Но глагол "постлать" я _произношу_ так: [пастл*а*ть].

----------


## translationsnmru

> Но глагол "постлать" я _произношу_ так: [пастл*а*ть].

 Веришь, нет, я его вообще никак не произношу. Когда мне нужно описать это действие, я говорю "постелить". В жизни ни разу не было случая, когда мне нужно было бы сказать "постлать". В книгах выражения типа "Постлал себе на диване" приходилось встречать, что да, то да. Но книги я читаю про себя, не артикулируя. Наверное, если мне довелось вслух читать отрывок из книги, я бы тоже произнес это "т". Но — не знаю.

----------


## Rtyom

Не произнести нельзя.
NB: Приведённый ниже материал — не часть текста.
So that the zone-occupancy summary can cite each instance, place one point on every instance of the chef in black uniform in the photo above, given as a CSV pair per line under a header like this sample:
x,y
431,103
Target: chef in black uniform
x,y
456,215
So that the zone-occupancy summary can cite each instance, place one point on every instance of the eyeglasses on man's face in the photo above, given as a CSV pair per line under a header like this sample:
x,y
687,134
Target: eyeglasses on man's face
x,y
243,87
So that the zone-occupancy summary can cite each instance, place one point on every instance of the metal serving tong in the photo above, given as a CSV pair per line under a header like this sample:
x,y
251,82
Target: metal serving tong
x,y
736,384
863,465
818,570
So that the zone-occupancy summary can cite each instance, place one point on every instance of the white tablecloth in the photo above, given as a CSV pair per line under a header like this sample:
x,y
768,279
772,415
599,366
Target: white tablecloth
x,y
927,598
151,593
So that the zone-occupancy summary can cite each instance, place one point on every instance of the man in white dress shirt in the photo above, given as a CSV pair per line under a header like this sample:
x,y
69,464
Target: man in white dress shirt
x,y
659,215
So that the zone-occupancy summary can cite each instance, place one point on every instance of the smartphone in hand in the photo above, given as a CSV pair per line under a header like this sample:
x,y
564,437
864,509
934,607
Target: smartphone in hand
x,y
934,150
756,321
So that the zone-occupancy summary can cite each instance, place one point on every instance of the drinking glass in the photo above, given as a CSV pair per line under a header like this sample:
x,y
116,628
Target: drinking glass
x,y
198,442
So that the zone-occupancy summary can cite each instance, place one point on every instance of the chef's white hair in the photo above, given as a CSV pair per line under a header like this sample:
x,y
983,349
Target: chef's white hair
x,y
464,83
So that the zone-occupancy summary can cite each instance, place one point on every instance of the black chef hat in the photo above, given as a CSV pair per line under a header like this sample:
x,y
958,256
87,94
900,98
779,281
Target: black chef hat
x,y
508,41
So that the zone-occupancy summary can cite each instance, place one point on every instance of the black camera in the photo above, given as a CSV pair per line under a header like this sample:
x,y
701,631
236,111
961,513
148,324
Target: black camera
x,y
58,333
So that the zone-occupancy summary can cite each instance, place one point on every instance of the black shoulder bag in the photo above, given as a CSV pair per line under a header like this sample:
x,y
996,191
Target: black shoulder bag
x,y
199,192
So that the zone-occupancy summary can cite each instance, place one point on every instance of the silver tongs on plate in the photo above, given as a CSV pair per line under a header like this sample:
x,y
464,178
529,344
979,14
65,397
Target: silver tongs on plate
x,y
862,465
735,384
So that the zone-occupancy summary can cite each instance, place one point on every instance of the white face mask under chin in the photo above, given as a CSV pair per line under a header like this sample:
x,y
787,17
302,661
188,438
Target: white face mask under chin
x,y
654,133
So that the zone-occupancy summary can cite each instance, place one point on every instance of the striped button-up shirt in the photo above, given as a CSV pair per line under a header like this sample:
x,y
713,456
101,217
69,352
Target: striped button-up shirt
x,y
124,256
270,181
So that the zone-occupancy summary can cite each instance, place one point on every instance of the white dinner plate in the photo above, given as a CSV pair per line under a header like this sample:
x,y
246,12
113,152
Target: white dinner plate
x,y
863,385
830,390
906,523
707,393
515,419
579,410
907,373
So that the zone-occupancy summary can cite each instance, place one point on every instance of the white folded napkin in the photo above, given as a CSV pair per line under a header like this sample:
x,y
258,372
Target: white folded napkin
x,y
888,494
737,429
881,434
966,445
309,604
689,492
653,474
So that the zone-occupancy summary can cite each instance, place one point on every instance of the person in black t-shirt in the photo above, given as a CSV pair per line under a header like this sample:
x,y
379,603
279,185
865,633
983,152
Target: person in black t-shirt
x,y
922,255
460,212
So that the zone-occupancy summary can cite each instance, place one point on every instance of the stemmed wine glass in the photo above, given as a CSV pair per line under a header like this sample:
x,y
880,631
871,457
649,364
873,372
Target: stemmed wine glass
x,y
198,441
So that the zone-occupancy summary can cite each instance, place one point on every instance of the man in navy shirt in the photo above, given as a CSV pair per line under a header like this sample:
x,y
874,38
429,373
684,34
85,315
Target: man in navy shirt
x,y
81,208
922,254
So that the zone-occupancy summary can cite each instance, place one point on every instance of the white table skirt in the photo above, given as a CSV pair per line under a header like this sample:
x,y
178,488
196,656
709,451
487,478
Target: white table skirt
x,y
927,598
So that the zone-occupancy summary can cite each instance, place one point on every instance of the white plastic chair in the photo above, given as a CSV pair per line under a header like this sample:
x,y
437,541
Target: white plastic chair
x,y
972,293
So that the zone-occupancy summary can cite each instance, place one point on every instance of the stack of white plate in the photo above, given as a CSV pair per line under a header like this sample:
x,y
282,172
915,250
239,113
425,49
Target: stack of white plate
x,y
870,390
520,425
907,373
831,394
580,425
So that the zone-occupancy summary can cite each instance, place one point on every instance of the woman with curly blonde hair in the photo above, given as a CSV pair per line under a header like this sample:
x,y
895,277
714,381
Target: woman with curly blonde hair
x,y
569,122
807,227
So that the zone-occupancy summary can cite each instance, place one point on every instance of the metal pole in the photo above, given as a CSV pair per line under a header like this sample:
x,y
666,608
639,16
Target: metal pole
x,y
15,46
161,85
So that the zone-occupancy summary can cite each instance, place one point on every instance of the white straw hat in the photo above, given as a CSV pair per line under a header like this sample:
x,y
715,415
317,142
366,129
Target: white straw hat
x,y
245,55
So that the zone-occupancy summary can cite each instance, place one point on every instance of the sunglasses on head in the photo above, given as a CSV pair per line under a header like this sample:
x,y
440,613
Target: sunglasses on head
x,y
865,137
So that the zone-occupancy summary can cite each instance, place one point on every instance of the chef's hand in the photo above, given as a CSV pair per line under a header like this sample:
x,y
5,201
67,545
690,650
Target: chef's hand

А то как различать «постлать» и «послать»?

----------


## Lampada

> Не произнести нельзя. А то как различать «постлать» и «послать»?

 Если ты скажешь пос*т*лать без дополнения, тебя тоже не поймут.

----------


## Оля

> Если ты скажешь пос*т*лать без дополнения, тебя тоже не поймут.

 Ну почему, это зависит от контекста.

----------


## Medved

I never say "постлать" (only "послать", but it doesn't mean the same as "постлать"). I use "постелить/стелить" instead of "постлать". Btw, speaking of "счастливый", I pronounce it "щислИвый". Never heard anyone say this "сч" thing right at the beginning of the word.

----------